[Haskell-cafe] Design your modules for qualified import

Dan Doel dan.doel at gmail.com
Sat Jun 7 09:03:02 EDT 2008

On Friday 06 June 2008, Andrew Coppin wrote:
> It's really quite frustrating that it is 100% impossible to write a
> single function that will process lists, arrays, sets, maps, byte
> strings, etc. You have to write several different versions. OK, so some
> functions really don't make sense for a set because it's unordered, and
> some functions don't make sense for a map, and so forth. But for
> example, if I write some complicated algorithm that uses a list to store
> data and I change that to a set instead, I now have to wade through the
> function changing every operation from a list-op into a set-op. It's
> really very annoying!

It's not 100% impossible, depending on what exactly you're doing. For 

  Set a, ByteStrings, Seq a, Map k a and [a] are Monoids
  Set, Array i, Map k, Tree, Seq and [] are Foldable functors
  Array i, Map k, Tree, Seq, Tree and [] are Traversable functors

Those can get you lots of operations (folds, maps, unions...) although there 
may be gaps that could be filled (Foldable is sufficient to define null, for 
instance, but it isn't in Data.Foldable).
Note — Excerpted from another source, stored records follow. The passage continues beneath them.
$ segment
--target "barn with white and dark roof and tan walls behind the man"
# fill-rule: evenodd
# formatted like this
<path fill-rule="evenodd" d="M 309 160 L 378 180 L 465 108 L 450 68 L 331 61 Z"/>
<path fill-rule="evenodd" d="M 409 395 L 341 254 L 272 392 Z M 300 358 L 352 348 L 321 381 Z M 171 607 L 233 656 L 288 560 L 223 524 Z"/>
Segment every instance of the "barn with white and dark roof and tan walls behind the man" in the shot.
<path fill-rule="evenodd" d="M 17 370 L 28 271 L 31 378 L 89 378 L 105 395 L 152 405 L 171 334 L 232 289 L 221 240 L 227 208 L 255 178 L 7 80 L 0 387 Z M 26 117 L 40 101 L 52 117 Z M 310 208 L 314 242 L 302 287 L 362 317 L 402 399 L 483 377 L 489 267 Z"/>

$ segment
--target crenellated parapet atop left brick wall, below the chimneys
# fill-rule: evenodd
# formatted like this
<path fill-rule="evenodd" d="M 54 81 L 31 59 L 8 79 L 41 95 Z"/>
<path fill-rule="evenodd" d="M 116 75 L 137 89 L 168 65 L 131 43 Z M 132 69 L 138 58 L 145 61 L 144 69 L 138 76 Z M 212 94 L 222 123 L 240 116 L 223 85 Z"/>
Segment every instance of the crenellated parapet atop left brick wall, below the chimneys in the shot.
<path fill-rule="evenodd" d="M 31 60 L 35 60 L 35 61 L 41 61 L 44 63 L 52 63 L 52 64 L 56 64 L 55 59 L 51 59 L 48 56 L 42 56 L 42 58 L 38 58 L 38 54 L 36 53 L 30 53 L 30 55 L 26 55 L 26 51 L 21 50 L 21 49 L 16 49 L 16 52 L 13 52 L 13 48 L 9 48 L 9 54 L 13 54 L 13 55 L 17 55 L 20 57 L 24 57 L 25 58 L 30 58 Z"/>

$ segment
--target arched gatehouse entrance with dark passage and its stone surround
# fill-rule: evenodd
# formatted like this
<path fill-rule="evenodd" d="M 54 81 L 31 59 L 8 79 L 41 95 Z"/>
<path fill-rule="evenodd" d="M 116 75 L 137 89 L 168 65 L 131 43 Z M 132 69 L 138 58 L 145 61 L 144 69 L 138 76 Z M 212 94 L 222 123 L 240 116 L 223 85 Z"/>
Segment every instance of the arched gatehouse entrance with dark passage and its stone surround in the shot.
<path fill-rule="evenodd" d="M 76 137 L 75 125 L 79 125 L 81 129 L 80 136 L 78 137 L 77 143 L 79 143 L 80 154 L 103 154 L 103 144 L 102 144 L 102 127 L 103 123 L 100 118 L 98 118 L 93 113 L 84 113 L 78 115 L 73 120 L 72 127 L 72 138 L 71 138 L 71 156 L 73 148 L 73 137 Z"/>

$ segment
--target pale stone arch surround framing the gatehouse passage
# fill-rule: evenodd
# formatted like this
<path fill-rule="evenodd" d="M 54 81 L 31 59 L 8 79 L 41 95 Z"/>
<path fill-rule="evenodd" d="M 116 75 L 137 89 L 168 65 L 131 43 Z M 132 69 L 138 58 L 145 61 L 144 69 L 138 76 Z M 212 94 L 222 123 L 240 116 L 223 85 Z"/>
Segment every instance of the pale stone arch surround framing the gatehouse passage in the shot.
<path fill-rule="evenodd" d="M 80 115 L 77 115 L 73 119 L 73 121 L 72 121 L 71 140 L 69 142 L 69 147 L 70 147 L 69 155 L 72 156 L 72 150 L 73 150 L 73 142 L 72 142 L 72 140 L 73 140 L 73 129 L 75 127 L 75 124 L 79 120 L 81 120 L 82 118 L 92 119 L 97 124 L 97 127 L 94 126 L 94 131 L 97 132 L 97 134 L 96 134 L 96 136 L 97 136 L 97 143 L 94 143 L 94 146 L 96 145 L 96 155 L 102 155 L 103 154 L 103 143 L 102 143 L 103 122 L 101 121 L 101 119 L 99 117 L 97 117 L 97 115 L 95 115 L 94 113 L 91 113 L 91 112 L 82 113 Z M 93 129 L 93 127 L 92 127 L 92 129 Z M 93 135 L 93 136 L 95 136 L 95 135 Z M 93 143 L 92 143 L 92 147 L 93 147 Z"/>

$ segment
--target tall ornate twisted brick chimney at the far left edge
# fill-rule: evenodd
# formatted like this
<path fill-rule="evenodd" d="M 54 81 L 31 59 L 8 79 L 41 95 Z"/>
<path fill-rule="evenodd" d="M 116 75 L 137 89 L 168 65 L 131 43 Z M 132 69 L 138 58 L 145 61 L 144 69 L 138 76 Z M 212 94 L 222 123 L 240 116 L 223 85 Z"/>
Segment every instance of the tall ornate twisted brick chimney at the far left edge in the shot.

There's also the collections library (or Edison, if that's more your style) on 
hackage that takes such things a lot further. It seems it needs to be tweaked 
a bit to run on 6.8 according to the log, though.

And there's also the issue of whether you can make all such generic operations 
perform well enough for every instance without making gigantic type classes 
that allow you to override every single operation (or if you can't, which way 
do you sacrifice).

Of course, the prelude isn't a very good example of this sort of thing, so if 
that's the only place one looks (or in any module specific to one particular 
data structure), there's not much to find.